My days included the following, or a combination thereof:
- Pick crying Trey up out of his crib
- Nurse Trey . . . twenty minutes of quiet—yay!
- Hold Trey in the rocking chair
- Wipe Trey’s spit-up off my shoulder
- Smell eau de vomit every time I turn my head
- Hold Trey on the sofa
- Hold Trey at the kitchen table
- Sing “Itsy Bitsy Spider,” “You Are My Sunshine,” the ABCs, a few Barbara Streisand songs and Broadway tunes
- Tell myself, “You can do this!”
- Lay Trey on his back, atop my thighs, his tiny feet against my weirdly stretched-out stomach, head the opposite direction, and talk to him, smile at him, grab his little feet and move them around, stroke his hair, touch his cheek, kiss his nose, tell him I love him, but feel guilty, because part of my heart feels paralyzed and in desperate need of emergency care
- Beg Trey to tell me why he’s crying, so I can fix it!
- Walk around our itty-bitty house with Trey over my shoulder
- Put Trey, who is crying, in his stroller, and take him for a walk, thinking the fresh air will do him good
- Bring Trey home in stroller, because he won’t stop crying, and I’m embarrassed the neighbors will hear, or the dogs will start howling
- Change Trey’s diaper
- Burp Trey
- Change Trey’s clothes
- Bathe Trey
- Tell myself, “I can’t do this!”
- Read Doctor Spock book, again, hoping there’s information I missed that will tell me what I’m doing wrong
I cried every day, too, but I usually got my act together before Charlie came home, lest he think I was the most un-motherly woman on the planet.
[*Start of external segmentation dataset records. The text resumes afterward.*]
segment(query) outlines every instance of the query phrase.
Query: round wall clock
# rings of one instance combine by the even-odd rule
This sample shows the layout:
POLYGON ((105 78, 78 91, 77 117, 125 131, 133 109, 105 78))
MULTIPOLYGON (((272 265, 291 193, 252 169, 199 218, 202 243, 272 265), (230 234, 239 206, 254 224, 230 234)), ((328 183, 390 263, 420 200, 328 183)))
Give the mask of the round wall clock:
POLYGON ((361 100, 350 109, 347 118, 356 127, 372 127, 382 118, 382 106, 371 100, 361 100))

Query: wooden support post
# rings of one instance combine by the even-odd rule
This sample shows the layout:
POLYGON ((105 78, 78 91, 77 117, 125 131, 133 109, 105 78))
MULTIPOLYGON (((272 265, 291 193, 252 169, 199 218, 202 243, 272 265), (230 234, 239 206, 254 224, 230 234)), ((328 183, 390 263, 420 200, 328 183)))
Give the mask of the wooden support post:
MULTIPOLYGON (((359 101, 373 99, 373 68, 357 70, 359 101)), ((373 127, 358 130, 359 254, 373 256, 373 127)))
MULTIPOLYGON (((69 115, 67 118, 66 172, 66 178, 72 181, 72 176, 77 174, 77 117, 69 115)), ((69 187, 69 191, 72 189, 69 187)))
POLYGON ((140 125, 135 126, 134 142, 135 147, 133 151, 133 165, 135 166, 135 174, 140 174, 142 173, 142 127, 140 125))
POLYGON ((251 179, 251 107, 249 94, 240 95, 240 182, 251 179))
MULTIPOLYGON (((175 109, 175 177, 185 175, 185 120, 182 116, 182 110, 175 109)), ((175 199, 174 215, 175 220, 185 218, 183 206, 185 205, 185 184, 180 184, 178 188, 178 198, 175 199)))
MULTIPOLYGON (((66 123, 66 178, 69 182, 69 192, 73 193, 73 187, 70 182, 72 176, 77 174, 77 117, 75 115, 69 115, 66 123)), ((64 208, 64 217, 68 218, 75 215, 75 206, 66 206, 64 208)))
He knew it was exactly that though, an act. There is no “off” button for new-mommy misery.
One awful day ran into the next awful day until it seemed like one enormously long awful life. I had waited anxiously for this child. Couldn’t wait until he came. Then he arrived, like a little alien being, a total stranger, fragile and scary. My son, unable to talk, hold his head up, or even keep his eyes from crossing, scared me ****less morning, noon, and night.